"It is important to note that Russian law enforcement agencies—including the Federal Drug Control Service (FDCS), which has an annual budget of $73 million35—often use drug charges as a way to silence political opponents, including human rights activists and journalists. A few examples:

"• Since August 2011 Russian law enforcement agencies have been trying to suppress activities of the Andrey Rylkov Foundation (ARF), an organization that promotes and defends human rights of people who use drugs in Russia. First, ARF activist Irina Teplinskaya was planted with a tablet of methadone when she crossed the border from Ukraine to Russia in August 2011. Then in early 2012 the ARF website was shut down by the FDCS, which claimed that the information about OST posted on the ARF website should be categorized as drug propaganda, and thus prohibited under Russian drug laws36.

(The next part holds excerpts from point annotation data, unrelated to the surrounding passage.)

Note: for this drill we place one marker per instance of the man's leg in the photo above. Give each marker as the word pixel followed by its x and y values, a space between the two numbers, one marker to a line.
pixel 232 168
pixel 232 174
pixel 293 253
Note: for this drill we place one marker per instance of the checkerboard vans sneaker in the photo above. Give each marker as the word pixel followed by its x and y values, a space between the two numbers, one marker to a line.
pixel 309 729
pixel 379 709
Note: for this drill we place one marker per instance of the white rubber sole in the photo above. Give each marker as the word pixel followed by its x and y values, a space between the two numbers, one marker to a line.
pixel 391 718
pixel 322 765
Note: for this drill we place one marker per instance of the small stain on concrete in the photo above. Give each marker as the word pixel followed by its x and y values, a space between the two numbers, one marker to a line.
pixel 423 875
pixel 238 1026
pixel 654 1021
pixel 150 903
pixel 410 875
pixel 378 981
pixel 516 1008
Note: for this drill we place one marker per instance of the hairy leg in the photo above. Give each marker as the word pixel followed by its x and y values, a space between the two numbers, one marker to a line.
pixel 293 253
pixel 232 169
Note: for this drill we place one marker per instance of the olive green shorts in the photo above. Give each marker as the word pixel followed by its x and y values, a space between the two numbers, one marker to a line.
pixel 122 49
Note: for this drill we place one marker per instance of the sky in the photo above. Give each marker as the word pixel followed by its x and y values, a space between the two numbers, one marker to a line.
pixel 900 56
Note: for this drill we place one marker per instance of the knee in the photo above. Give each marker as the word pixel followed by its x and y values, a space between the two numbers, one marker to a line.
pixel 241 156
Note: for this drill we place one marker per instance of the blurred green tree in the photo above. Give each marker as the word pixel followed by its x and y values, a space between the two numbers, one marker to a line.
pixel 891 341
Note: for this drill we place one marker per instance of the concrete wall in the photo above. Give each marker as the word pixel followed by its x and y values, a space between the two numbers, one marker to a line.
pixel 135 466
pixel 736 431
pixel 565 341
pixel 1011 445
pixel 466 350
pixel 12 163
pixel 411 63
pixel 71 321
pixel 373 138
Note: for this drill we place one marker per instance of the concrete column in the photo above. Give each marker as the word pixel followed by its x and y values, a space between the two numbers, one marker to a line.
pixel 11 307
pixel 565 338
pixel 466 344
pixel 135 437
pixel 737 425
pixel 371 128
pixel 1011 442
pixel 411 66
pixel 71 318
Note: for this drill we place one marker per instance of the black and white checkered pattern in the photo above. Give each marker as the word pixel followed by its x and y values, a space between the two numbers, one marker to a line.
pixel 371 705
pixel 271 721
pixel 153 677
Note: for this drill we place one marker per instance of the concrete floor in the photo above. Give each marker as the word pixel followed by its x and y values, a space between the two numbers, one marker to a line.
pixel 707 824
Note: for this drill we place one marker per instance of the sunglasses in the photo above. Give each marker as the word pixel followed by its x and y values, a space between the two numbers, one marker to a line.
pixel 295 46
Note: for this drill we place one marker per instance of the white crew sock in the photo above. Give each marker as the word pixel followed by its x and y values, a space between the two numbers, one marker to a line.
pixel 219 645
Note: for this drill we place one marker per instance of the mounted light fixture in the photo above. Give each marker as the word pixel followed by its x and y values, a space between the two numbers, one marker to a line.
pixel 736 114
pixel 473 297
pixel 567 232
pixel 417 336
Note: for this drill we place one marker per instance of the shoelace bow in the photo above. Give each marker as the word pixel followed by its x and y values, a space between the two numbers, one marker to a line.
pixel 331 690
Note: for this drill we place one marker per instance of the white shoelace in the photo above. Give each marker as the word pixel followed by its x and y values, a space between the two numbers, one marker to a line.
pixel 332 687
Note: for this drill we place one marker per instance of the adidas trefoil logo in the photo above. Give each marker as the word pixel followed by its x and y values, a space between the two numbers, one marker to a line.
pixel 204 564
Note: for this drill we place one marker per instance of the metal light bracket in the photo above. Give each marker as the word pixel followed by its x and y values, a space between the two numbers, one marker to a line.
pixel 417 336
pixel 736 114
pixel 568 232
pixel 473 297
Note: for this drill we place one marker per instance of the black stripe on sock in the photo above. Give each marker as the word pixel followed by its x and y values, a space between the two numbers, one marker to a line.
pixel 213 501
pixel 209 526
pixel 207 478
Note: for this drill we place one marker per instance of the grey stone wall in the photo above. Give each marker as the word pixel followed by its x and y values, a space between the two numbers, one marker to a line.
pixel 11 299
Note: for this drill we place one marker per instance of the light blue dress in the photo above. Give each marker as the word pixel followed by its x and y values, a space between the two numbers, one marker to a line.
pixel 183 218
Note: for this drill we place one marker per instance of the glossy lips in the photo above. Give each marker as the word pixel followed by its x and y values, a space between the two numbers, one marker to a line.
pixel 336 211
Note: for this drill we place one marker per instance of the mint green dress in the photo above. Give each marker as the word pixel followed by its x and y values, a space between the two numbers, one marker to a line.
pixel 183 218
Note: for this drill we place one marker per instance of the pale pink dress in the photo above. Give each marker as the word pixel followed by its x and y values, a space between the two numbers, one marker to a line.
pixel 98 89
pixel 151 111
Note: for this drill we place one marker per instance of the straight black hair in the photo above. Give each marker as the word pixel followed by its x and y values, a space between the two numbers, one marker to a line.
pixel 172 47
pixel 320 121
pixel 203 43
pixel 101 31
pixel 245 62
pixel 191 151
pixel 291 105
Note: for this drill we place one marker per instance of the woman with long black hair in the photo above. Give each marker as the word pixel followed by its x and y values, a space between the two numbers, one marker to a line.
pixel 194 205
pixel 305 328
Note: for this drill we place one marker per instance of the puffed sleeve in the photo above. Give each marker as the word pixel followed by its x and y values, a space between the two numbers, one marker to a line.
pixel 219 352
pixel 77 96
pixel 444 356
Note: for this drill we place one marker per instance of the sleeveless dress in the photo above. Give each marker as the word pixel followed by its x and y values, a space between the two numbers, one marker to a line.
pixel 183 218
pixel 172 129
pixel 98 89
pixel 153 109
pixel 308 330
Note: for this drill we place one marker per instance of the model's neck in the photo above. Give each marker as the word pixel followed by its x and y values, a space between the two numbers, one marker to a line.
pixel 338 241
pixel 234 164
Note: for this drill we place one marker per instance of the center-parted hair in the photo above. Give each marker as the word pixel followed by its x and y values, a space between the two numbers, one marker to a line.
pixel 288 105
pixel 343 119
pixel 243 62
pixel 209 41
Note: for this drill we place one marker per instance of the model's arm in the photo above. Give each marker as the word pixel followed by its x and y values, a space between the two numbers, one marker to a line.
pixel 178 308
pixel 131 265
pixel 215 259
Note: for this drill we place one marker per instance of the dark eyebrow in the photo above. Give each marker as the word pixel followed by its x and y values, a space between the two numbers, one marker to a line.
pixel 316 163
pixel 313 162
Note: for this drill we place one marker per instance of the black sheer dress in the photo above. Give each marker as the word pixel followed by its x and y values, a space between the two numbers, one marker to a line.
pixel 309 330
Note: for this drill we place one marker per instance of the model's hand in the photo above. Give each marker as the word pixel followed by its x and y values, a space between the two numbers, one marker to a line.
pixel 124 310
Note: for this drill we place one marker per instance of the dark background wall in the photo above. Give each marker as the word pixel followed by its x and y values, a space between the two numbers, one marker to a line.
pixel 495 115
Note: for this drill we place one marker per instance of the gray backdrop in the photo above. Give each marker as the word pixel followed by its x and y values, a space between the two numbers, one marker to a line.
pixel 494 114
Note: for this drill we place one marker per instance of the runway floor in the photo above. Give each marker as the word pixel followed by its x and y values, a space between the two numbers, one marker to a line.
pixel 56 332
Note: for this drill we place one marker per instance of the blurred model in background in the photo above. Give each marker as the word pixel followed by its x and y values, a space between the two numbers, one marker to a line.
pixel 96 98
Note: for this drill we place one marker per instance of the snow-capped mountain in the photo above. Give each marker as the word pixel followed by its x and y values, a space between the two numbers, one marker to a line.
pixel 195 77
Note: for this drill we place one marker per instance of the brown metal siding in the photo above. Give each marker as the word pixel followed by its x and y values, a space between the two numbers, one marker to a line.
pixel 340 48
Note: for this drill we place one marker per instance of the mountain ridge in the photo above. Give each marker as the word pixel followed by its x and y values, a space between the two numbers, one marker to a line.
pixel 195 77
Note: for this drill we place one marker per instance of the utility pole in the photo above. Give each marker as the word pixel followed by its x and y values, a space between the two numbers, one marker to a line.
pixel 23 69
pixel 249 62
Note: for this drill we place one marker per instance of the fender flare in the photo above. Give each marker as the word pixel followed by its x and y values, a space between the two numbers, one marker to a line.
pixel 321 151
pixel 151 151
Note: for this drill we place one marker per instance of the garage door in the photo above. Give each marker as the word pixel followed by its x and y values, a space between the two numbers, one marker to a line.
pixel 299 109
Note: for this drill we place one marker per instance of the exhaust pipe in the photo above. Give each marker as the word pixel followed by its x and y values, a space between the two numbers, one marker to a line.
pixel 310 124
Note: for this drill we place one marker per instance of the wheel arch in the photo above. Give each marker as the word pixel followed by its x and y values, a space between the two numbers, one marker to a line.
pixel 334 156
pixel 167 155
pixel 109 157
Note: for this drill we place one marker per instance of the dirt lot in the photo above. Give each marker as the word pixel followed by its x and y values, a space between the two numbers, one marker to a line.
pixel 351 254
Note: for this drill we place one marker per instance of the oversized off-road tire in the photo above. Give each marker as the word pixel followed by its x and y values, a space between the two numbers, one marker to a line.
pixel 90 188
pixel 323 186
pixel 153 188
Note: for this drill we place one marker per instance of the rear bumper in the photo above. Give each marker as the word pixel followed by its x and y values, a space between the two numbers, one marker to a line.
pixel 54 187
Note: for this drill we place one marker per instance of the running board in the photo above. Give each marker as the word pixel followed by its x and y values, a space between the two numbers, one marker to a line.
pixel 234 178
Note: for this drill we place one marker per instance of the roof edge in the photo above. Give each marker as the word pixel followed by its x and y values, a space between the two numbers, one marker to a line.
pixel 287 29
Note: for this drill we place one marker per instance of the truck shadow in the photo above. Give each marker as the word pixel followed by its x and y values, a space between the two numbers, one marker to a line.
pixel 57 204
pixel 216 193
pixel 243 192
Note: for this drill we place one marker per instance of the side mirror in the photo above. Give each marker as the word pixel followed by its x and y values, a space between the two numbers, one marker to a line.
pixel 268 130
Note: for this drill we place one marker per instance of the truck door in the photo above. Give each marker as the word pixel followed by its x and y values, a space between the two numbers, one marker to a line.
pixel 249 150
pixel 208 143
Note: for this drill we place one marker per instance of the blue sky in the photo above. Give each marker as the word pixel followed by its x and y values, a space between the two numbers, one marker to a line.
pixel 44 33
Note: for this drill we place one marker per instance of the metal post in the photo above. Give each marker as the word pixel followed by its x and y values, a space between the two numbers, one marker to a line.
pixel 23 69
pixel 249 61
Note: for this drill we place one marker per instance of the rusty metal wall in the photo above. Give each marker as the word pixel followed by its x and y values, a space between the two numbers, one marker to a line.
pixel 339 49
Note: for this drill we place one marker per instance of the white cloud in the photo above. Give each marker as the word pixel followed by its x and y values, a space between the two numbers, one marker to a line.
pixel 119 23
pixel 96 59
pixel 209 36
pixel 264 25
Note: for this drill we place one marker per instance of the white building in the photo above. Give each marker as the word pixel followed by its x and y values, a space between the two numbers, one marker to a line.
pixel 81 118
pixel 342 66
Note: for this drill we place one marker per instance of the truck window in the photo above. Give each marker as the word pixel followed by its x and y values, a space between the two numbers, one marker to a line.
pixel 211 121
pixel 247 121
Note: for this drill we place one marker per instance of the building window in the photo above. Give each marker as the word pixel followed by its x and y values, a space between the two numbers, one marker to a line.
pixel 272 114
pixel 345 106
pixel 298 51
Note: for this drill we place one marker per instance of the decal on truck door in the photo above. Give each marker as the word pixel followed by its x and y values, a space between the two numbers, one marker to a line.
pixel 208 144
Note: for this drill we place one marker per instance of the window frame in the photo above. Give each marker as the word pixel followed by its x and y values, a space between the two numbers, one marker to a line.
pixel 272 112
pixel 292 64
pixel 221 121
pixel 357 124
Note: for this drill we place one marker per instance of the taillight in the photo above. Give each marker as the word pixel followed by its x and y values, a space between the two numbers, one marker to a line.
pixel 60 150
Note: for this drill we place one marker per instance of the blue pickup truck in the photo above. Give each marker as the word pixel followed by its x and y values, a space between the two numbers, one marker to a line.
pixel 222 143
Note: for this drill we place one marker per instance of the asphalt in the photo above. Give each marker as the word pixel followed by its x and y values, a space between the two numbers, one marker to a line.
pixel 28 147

"• Political activists Taisiya Osipova was prosecuted based on falsified drug charges by an anti-extremist police unit. In December 2011, despite obvious violations of procedural and substantial laws, Osipova was sentenced to 10 years in prison37.

"• In April 2011 Evgeny Konyshev was planted with drugs by representatives of the 'City Without Drugs' Foundation after he openly testified on a federal TV channel about the Foundation’s ineffective and inhumane practices under the pretence of drug treatment. Despite multiple violations of procedural and substantial laws committed during the pre-trial investigation, by the end of February 2012 Konyshev remained in pre-trial detention facing a charge of possession of 'extra large' quantity of heroin (2.72 grams) with no intent to sell38.

"• In 2010 anticorruption activist Denis Matveev was sentenced to six years imprisonment based on false accusation of drug trafficking after he reported corruption in his city involving police officers and members of the mayor’s office39."


Merkinaite, S. A war against people who use drugs: the costs. Eurasian Harm Reduction Network (EHRN): Vilnius, Lithuania, 2012.